Sa carrière politique commence pour de bon en 1990 lorsqu’elle est élue à la Commission scolaire de la région de Victoria où elle siégera jusqu’en 2001. Elle effectuera cinq mandats comme présidente.

Le saut en politique provinciale

Carole James brigue les suffrages pour une première fois dans la circonscription de Victoria-Beacon Hill en 2001. Elle perd par 35 voix seulement, pour arriver derrière le candidat libéral Jeff Bray, à la suite d’un dépouillement judiciaire.

Après cette défaite, Carole James quitte son poste de directrice des Politiques de services de garde au gouvernement de la Colombie-Britannique. Elle déménage à Prince George, dans le nord de la province, où elle devient directrice des Services à l’enfance et à la famille auprès du conseil autochtone Carrier Sekani Tribal Council, qui regroupe huit Premières Nations du nord de la province. Elle occupe par la suite le poste de coordonnatrice de la Northern Aboriginal Authority for Families.

Retour en politique

Quand la chef par intérim du Nouveau Parti démocratique (NPD), Joy MacPhail, annonce en 2003 qu’elle quitte la direction du parti, Carole James décide de replonger dans l’arène politique.
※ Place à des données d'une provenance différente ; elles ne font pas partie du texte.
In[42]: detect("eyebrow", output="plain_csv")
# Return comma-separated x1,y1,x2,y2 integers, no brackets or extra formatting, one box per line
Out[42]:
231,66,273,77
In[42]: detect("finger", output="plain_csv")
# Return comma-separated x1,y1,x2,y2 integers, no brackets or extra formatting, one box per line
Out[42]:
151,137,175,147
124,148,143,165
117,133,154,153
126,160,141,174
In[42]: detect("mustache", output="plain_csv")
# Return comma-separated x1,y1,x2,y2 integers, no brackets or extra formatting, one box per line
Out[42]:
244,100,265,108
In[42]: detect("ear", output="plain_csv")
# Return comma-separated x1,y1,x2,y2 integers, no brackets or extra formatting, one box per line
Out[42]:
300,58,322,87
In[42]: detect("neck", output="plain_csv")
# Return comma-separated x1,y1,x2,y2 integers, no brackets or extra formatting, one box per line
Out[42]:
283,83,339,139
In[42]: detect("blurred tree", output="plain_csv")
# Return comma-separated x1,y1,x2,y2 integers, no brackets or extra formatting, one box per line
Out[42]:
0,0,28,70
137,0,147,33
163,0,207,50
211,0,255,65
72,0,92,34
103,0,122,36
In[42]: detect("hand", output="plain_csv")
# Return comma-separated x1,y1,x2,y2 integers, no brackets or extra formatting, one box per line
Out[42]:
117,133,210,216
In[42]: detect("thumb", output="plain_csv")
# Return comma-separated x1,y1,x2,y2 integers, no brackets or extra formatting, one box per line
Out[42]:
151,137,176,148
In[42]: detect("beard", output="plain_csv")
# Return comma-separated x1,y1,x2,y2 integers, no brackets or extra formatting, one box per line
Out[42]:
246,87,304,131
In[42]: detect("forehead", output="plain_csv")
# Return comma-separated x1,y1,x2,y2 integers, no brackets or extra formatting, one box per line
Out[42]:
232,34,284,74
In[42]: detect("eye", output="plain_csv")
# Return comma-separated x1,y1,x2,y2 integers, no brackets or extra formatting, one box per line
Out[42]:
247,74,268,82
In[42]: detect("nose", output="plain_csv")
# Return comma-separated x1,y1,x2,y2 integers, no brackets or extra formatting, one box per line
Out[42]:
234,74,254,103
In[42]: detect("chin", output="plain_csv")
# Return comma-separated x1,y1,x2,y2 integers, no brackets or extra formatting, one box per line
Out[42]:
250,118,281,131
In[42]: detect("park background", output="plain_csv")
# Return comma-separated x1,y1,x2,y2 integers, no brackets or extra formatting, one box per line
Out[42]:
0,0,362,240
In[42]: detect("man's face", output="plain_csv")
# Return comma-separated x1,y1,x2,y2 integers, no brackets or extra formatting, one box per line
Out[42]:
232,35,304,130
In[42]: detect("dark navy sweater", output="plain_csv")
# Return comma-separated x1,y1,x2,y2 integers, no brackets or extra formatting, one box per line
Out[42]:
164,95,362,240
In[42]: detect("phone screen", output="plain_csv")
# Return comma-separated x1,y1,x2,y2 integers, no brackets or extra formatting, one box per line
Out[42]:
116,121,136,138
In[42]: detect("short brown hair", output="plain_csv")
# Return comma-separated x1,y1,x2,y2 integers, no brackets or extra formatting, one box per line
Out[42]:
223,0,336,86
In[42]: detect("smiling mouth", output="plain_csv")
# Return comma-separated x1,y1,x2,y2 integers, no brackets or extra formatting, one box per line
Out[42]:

Une lourde tâche l’attend au lendemain de son élection à la direction du Nouveau Parti démocratique de la Colombie-Britannique en novembre 2003. Le parti n’a que deux élues à l’Assemblée législative de la Colombie-Britannique. Carole James promet de rebâtir l’unité parmi les partisans de la social-démocratie et de diminuer le pouvoir des syndicats au sein du parti en modifiant les règles d’adhésion.

Cette nouvelle orientation porte ses fruits. Le NPD fait élire 33 députés aux élections provinciales de 2005, défaisant plusieurs ministres et candidats vedettes du Parti libéral de Gordon Campbell.

Les défis en 2009

Femme de conviction, Carole James oriente ses priorités en fonction des besoins de la classe moyenne et des moins nantis. Cependant, le jour même où la chef néodémocrate lance sa campagne électorale en vue du scrutin provincial du 12 mai, son parti perd l’appui de la Fondation David Suzuki, du groupe Forest Ethics et de l’Institut Pembina, trois des organismes environnementaux les plus reconnus et traditionnellement sympathiques au NPD. La promesse de Carole James d’abolir la taxe sur les combustibles fossiles instaurée par les libéraux est considérée comme un retour en arrière par les environnementalistes.